Central nervous system (CNS) malignancies include primary tumors that originate within the CNS as well as secondary tumors that develop as a result of metastatic spread. Circulating microRNAs ...(miRNAs) were found in almost all human body fluids including cerebrospinal fluid (CSF), and they seem to be highly stable and resistant to even extreme conditions.

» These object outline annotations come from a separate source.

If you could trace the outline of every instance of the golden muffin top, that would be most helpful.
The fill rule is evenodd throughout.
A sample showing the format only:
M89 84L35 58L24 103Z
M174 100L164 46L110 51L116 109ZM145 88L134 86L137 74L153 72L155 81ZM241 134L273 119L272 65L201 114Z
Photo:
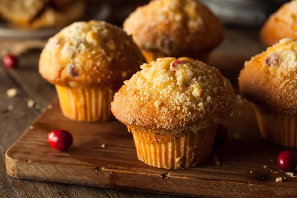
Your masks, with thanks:
M145 62L131 37L104 21L73 23L50 39L39 72L50 82L73 88L119 88Z
M208 52L223 40L219 19L195 0L155 0L131 13L124 29L142 49L168 56Z
M270 16L262 28L260 36L265 45L272 46L283 38L297 38L297 0L293 0Z
M213 67L183 57L158 58L141 68L111 103L115 117L129 127L161 134L195 133L232 112L234 91Z
M286 38L245 64L239 83L248 99L280 112L297 112L297 40Z

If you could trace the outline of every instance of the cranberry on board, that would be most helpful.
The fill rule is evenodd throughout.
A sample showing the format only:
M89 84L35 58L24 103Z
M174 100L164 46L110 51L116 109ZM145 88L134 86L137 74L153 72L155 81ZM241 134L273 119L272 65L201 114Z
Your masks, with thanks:
M224 144L228 136L227 128L222 124L218 124L214 137L214 144L215 145L221 145Z
M285 150L277 157L277 163L281 169L285 172L294 170L297 165L296 154L291 150Z
M17 66L17 58L13 54L6 54L3 57L3 63L6 67L15 68Z
M67 150L73 141L71 134L63 130L53 130L48 135L48 141L50 147L59 150Z

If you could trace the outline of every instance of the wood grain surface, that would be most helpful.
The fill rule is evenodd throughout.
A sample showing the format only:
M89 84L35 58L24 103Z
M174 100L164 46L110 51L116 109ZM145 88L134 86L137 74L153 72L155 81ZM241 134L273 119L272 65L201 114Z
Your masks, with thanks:
M219 68L237 90L236 79L246 59L214 54L210 64ZM214 147L209 161L198 167L168 170L149 166L137 160L132 135L124 125L71 121L63 116L55 99L7 151L6 170L22 179L190 196L297 197L297 179L281 171L276 162L278 154L288 148L262 139L252 104L239 95L237 98L234 114L222 122L229 131L226 144ZM51 148L47 142L48 133L60 128L74 136L66 152ZM240 139L233 138L235 133ZM279 177L287 179L276 182Z

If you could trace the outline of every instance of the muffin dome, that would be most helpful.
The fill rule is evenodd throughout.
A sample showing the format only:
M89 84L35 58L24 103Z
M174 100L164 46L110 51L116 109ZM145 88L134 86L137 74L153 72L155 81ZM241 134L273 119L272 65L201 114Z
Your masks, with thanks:
M246 62L239 84L241 93L254 103L297 113L297 40L282 39Z
M189 58L163 58L144 64L111 103L128 127L177 134L212 126L229 116L234 91L216 69Z
M104 21L78 22L50 39L39 72L50 83L72 88L119 88L145 62L122 30Z
M140 7L124 23L142 49L166 56L208 52L223 40L219 19L195 0L155 0Z

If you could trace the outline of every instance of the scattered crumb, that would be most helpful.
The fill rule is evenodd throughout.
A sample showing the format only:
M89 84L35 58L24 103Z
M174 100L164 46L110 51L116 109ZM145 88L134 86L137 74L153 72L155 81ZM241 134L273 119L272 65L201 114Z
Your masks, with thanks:
M17 94L17 90L15 88L11 88L7 90L6 94L9 98L13 98Z
M32 99L30 99L28 100L28 103L27 103L27 106L28 108L32 108L34 105L34 100Z
M35 105L35 108L36 109L40 109L40 105L38 104L36 104L36 105Z
M241 138L240 135L238 133L235 133L233 134L233 138L235 140L239 140Z
M276 179L275 181L276 182L282 182L283 181L283 178L281 177L278 177Z
M13 106L12 106L12 104L9 104L8 106L7 106L7 109L11 111L11 110L13 109Z
M288 175L290 176L291 177L297 177L297 175L294 176L294 173L293 172L287 172L286 173L286 174L287 174Z
M182 158L181 157L178 157L176 159L175 159L175 162L178 162L179 161L180 161L180 160L181 160Z

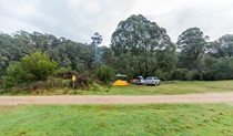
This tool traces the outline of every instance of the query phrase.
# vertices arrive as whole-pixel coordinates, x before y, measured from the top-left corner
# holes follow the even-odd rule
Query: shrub
[[[7,69],[4,87],[12,87],[22,83],[45,81],[48,75],[57,69],[58,63],[49,60],[47,53],[36,52],[27,55]]]

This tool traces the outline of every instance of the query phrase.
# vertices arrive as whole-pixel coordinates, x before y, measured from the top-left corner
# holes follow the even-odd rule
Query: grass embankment
[[[111,86],[109,92],[82,92],[82,94],[98,95],[174,95],[191,93],[233,92],[233,81],[214,82],[173,82],[159,86],[130,85]]]
[[[83,90],[40,90],[32,93],[20,92],[1,93],[1,95],[175,95],[192,93],[233,92],[233,81],[213,82],[162,82],[159,86],[133,85],[130,86],[92,86],[89,91]]]
[[[230,105],[0,106],[2,136],[233,134]]]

The overall aim of our study was to identify specific CSF miRNA patterns that could differentiate among brain tumors. These new biomarkers could potentially aid borderline or uncertain imaging results onto diagnosis of CNS malignancies, avoiding most invasive procedures such as stereotactic biopsy or biopsy. In total, 175 brain tumor patients (glioblastomas, low-grade gliomas, meningiomas and brain metastases), and 40 non-tumor patients with hydrocephalus as controls were included in this prospective monocentric study. Firstly, we performed high-throughput miRNA profiling (Illumina small RNA sequencing) on a discovery cohort of 70 patients and 19 controls and identified specific miRNA signatures of all brain tumor types tested. Secondly, validation of 9 candidate miRNAs was carried out on an independent cohort of 105 brain tumor patients and 21 controls using qRT-PCR. Based on the successful results of validation and various combination patterns of only 5 miRNA levels (miR-30e, miR-140, let-7b, mR-10a and miR-21-3p) we proposed CSF-diagnostic scores for each tumor type which enabled to distinguish them from healthy donors and other tumor types tested. In addition to this primary diagnostic tool, we described the prognostic potential of the combination of miR-10b and miR-196b levels in CSF of glioblastoma patients. In conclusion, we performed the largest study so far focused on CSF miRNA profiling in patients with brain tumors, and we believe that this new class of biomarkers have a strong potential as a diagnostic and prognostic tool in these patients.